Mom who stabbed, decapitated daughter because girl ‘asked for cereal’ gets life in prison without parole



Krystle Villanueva, 27, was found guilty of capital murder and assault with a deadly weapon.(Hays County Jail)
A deranged Texas woman who stabbed and decapitated her 5-year-old daughter because the child “asked for cereal” will spend the rest of her life in prison after a jury found her guilty of capital murder on Thursday.
Krystle Villanueva, who also knifed her father-in-law in the gruesome 2017 assault, claimed during her two-week trial that she’d been “under the delusional belief” that the two victims had been replaced by clones and had to be killed to bring back her real family members, authorities said.
The Hays County SWAT team found the 27-year-old woman naked and freshly showered shortly after she killed Giovanna Hernandez and attacked the girl’s grandfather, who survived the stabbing.
The grisly assault happened about week after Villanueva, her daughter, her husband and his parents moved to a home in Kyle, a city near Austin and San Antonio.
“A case like this leaves an unforgettable mark on everyone involved, especially the child’s family," the county’s criminal district attorney, Wes Mau, said in a news release Thursday. “Every law enforcement member who worked on this case will forever be traumatized by what Ms. Villanueva did to her innocent daughter.”

The father-in-law, Eustorgio Arellano, called 911 on Jan. 5, 2017, to report that he had just fled his home because Villanueva stabbed him without warning in the back and head, according to the release.

The cold-blooded killer also called 911 from inside the home, telling dispatchers she had just murdered her daughter because “she asked for cereal,” authorities said. SWAT officers rushed to the scene and broke into the home, where found the Giovanna’s decapitated body in one of the bedrooms.

Villanueva’s blood testing later revealed she had alcohol and marijuana in her system.
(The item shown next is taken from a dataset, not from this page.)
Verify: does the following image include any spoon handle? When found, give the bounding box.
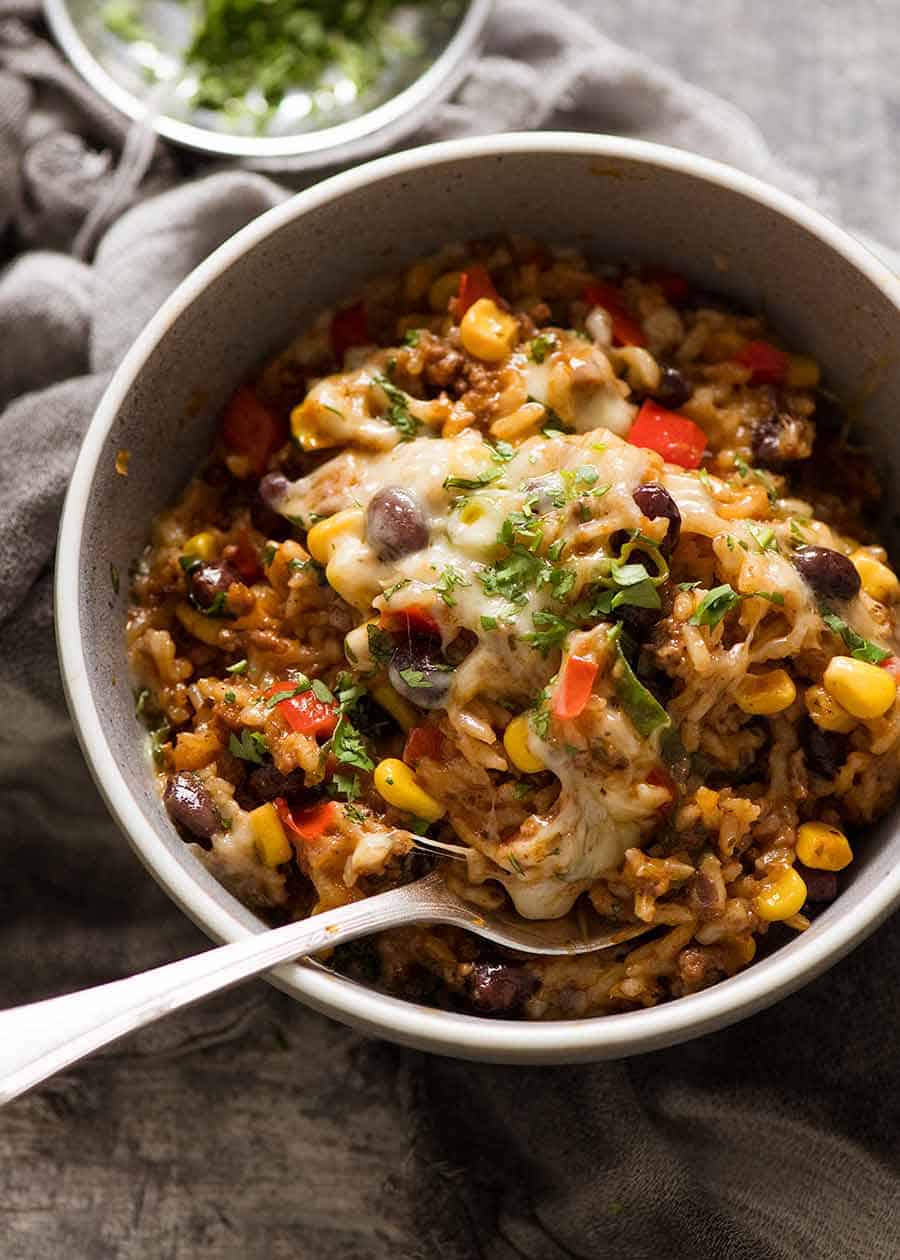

Her defense team conceded that she killed her daughter and stabbed Arellano, but they tried to convince the jury to find her not guilty by reason of insanity.

Evidence presented at trial did show that the woman had previously been treated for mental issues, but such treatment “coincided with prior drug abuse,” according to the release. Prosecutors also noted that the symptoms she described at trial had never been observed in her before or after her arrest.

A psychiatric expert who testified for the defense team also concerned that marijuana use “can exacerbate existing mental conditions and interfere with treatment,” authorities said in the release.

The jury rejected the insanity defense and the judge who presided over the case sentenced her to life without parole for capital murder of a child under 10 and 20 years in prison for the aggravated assault with a deadly weapon against Arellano.